- Born: November 7, 1979 (age 46) São Paulo, SP
- Education: Universidade Estadual Paulista
- Notable work: Luz que cega - Sentado (2011), Penélope (2011), Metade da Fala no Chão (2008-2010)
- Website: http://www.tatianablass.com.br/

= Tatiana Blass =

Brazilian artist

Tatiana Blass (born in São Paulo, SP, 1979) is a Brazilian artist that constructs complex abstract narratives with her performances, paintings, videos, and installations.

Blass began her career creating abstract paintings heavily influenced by collage that highlighted different colors of shapes, soon transitioning into an interdisciplinary practice. Through the manipulation of numerous materials, Tatiana Blass explores the tension between construction and deconstruction, form and function.

Blass has been exhibiting regularly in collective and individual shows throughout Brazil and abroad since 1998.

== Career ==
Tatiana Blass started developing an affinity for art as a child by experimenting with different media, going to exhibitions, and taking art classes, including coursework with Alex Cerveny and Sandra Cinto. In 1998, she was accepted into the Art Institute at Universidade Estadual Paulista (UNESP), earning a bachelor's in art in 2001. During her college years, Blass continued taking independent art courses with famous art critics and artists, including Rodrigo Naves, Alberto Tassinari, Rodrigo Andrade, and Paulo Monteiro.

Both her first collective exhibition and her first solo exhibition were held at UNESP's Art Institute, in 1998 and 2001 respectively. During that period, she exhibited in various art salons in Brazil.

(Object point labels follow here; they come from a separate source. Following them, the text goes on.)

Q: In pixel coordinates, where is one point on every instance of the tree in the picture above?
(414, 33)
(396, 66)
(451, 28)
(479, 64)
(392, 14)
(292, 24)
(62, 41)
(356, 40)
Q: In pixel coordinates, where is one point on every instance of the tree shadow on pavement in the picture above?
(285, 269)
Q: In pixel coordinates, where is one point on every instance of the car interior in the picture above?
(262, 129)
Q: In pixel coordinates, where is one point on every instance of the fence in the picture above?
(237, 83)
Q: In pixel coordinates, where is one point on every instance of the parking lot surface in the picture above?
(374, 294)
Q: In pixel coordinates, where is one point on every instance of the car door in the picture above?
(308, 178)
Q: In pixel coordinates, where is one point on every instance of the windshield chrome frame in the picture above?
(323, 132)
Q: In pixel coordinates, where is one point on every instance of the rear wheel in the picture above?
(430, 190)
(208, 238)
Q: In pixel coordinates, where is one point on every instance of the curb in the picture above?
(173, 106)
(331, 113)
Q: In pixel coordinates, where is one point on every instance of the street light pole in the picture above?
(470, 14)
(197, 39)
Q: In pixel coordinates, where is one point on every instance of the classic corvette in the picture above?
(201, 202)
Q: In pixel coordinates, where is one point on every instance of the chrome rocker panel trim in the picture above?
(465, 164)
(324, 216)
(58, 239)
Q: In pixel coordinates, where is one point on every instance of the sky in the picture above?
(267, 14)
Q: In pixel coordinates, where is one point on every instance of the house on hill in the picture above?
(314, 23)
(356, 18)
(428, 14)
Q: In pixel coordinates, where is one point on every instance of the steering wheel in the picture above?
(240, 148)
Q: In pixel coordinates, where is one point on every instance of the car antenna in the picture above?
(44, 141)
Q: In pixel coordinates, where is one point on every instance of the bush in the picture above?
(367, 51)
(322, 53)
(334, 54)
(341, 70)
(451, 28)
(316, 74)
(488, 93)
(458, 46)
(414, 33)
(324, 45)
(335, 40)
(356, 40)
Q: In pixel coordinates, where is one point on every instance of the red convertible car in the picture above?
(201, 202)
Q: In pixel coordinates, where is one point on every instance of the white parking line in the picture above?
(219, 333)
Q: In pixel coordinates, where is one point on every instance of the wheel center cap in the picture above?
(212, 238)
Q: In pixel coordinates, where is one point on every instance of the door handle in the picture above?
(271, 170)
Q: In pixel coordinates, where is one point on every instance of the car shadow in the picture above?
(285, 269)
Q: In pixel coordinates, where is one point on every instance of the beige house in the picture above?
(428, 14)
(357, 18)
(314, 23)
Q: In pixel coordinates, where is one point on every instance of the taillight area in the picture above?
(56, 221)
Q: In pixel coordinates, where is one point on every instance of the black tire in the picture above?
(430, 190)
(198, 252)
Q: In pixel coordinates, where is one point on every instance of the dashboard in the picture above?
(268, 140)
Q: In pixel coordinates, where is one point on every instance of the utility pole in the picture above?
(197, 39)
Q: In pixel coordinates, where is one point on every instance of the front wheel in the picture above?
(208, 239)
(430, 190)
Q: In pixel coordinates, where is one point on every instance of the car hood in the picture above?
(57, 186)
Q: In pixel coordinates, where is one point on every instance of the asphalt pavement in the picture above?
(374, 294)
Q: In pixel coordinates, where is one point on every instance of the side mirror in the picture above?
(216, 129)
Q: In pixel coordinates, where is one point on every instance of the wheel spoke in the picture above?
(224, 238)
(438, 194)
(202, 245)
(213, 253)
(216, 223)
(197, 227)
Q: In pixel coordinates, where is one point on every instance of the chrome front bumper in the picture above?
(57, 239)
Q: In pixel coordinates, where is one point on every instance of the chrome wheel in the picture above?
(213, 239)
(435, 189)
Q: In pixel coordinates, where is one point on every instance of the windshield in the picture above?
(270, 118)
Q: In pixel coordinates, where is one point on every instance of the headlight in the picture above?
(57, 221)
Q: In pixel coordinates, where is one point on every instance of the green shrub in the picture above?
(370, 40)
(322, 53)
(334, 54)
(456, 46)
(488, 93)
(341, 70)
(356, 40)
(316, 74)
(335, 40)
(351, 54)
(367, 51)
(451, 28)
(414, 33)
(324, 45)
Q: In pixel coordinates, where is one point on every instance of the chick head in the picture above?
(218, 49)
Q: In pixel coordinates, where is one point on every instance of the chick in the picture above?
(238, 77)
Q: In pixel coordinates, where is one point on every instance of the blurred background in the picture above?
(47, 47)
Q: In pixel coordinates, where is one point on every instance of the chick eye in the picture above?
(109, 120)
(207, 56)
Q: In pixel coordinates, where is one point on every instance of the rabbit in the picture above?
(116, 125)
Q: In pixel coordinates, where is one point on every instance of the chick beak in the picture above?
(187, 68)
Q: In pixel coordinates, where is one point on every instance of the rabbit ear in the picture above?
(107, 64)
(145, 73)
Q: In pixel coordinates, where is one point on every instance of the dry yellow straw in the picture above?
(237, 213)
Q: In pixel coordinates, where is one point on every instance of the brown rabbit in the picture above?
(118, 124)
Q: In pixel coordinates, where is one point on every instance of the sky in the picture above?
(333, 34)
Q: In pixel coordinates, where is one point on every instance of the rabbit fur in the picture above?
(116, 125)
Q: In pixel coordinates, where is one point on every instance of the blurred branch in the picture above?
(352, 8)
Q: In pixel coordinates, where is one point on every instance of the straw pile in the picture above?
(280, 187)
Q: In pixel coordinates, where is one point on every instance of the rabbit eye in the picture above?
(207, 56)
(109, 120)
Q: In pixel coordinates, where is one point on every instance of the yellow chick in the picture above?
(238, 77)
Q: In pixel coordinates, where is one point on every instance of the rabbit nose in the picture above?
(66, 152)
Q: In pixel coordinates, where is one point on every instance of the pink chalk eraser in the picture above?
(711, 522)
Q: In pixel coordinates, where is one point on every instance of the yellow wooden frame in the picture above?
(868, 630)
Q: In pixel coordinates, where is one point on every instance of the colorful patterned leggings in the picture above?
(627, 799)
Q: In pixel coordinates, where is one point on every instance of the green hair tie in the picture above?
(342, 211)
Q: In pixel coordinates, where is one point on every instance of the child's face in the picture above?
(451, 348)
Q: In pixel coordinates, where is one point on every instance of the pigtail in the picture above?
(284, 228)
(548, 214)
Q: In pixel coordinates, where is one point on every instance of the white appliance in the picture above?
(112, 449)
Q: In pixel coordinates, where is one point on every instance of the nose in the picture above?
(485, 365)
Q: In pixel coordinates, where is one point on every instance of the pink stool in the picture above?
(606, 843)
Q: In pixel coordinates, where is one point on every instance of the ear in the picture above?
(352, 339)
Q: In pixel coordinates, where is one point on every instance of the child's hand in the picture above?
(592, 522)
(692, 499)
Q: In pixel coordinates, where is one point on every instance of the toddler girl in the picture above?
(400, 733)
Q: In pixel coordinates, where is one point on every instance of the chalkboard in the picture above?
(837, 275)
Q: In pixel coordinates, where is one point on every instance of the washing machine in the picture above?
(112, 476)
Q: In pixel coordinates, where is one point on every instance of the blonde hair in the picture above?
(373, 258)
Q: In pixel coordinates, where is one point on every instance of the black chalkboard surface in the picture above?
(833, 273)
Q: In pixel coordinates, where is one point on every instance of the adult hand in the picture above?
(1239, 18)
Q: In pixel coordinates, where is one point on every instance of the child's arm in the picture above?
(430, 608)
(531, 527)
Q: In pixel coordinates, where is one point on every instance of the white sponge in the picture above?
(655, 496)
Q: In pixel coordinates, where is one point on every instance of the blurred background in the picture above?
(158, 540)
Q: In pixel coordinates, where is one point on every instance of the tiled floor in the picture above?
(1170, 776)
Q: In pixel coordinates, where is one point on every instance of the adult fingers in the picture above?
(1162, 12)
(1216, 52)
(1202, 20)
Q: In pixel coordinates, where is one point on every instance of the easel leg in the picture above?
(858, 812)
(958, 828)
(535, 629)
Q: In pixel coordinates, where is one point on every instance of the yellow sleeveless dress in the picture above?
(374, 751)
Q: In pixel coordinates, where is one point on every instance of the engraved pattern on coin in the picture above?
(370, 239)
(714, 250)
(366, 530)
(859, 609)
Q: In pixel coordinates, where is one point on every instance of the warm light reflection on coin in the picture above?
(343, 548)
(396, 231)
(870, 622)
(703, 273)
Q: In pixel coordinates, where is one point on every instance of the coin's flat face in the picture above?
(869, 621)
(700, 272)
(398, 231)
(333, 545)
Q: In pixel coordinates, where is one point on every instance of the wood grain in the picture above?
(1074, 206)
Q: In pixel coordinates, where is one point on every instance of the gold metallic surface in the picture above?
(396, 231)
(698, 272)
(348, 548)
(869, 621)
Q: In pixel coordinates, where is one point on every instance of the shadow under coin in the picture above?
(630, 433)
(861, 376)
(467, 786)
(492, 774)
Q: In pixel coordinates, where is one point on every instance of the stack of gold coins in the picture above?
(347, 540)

In 2004, Blass presented her first site-specific installation at Ateliê397 in Vila Madalena, São Paulo, creating colorful splotches in the gallery's floor and walls. Her most notorious site-specific installation came seven years later, in 2011, with Penélope, when she took over the chapel and courtyard at Morumbi Chapel, also in São Paulo, where red yarn was weaved through the building's walls and garden, feeding into a loom to create a red carpet.

In Cão Cego, her first solo museum exhibit at the Museum of Modern Art of Bahia in 2009, she started experimenting with the mixture of performance and sculpture, creating wax sculptures that melt and deform over the duration of their exhibition. She would carry the same technique for Luz que cega - Sentado (2001), a work that would ultimately win her the 2011 PIPA Prize. Wax also made an appearance in Metade de fala no chão (2008-2010), part performance and part sculpture, first exhibited at the 29th São Paulo Biennial, where it was poured on musical instruments, rendering them silent.

Tatiana Blass' work is part of the collection of various public and private institutions in Brazil and the USA, including Pinacoteca do Estado de São Paulo, Museu de Arte Moderna do Rio de Janeiro, and Cisneros Fontanals Art Foundation.